Measles Elimination in the Americas: Evolving Strategies

Author Affiliations

From the Special Program for Vaccines and Immunization (Drs de Quadros and Hersh) and the Offices of the Deputy Director (Dr Brandling-Bennett) and Director (Dr Alleyne), Pan American Health Organization, Washington, DC; Global Program for Vaccines, World Health Organization, Geneva, Switzerland (Dr Olivé); Los Angeles County Health Department, Los Angeles, Calif (Dr Strassburg), Los Angeles, Calif and Department of International Health and Epidemiology, The Johns Hopkins School of Hygiene and Public Health, Baltimore, Md (Dr Henderson). Dr Olivé was formerly with the Expanded Program on Immunization, Pan American Health Organization, Washington, DC.

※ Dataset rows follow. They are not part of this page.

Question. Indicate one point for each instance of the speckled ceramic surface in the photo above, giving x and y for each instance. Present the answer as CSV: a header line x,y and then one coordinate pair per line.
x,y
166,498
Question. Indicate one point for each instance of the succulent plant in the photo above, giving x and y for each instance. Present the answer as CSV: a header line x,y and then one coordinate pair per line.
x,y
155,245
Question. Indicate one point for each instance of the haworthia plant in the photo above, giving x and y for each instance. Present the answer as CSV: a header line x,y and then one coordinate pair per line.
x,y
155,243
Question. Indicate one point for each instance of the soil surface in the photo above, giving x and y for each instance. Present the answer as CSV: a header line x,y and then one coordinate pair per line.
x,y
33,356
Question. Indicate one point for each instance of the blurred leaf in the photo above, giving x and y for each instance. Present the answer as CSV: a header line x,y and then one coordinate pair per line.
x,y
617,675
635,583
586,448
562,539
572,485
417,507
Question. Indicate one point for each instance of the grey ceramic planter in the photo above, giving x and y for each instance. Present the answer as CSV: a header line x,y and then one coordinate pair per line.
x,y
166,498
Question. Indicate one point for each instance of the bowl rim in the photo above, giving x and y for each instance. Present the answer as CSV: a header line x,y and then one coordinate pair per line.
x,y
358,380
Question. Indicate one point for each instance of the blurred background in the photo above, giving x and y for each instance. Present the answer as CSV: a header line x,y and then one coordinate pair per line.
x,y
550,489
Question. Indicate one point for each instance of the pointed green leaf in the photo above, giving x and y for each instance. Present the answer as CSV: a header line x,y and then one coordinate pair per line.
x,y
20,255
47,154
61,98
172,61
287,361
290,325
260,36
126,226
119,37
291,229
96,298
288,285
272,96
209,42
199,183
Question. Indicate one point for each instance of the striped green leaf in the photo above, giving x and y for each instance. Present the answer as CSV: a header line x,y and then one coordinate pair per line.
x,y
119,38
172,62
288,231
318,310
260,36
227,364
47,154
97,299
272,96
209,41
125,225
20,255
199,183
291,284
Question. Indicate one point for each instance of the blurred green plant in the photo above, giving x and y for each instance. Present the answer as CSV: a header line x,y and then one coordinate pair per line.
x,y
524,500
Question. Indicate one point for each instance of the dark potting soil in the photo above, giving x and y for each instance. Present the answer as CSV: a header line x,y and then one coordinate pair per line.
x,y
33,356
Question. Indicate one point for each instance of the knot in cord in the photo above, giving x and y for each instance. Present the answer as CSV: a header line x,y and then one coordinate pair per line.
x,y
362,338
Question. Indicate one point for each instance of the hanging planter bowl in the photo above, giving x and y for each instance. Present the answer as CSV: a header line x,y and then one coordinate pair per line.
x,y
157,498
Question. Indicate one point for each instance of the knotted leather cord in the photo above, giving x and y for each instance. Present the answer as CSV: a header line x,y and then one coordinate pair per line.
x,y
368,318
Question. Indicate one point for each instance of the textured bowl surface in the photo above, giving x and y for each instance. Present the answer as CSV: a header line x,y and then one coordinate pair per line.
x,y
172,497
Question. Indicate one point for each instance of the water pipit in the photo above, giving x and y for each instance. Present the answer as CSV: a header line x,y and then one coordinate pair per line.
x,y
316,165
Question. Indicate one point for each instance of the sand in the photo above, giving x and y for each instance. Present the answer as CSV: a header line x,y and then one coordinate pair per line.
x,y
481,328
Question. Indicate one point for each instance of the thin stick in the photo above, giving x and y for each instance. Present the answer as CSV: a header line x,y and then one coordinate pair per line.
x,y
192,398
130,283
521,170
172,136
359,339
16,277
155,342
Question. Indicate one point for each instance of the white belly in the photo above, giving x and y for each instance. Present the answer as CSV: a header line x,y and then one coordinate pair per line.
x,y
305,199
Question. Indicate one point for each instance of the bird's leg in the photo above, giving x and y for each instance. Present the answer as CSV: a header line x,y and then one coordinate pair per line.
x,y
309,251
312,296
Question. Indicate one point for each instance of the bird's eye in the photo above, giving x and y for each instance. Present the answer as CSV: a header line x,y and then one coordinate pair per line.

JAMA. 1996;275(3):224-229. doi:10.1001/jama.1996.03530270064033

The strategy currently used to control measles in most countries has been to immunize each successive birth cohort through the routine health services delivery system. While measles vaccine coverage has increased markedly, significant measles outbreaks have continued to recur. During the past 5 years, experience in the Americas suggests that measles transmission has been interrupted in a number of countries (Cuba, Chile, and countries in the English-speaking Caribbean and successfully controlled in all remaining countries. Since 1991 these countries have implemented one-time "catch-up" vaccination campaigns (conducted during a short period, usually 1 week to 1 month, and targeting all children 9 months through 14 years of age, regardless of previous vaccination status or measles disease history). These campaigns have been followed by improvements in routine vaccination services and in surveillance systems, so that the progress of the measles elimination efforts can be sustained and monitored. Follow-up mass vaccination campaigns for children younger than 5 years are planned to take place every 3 to 5 years.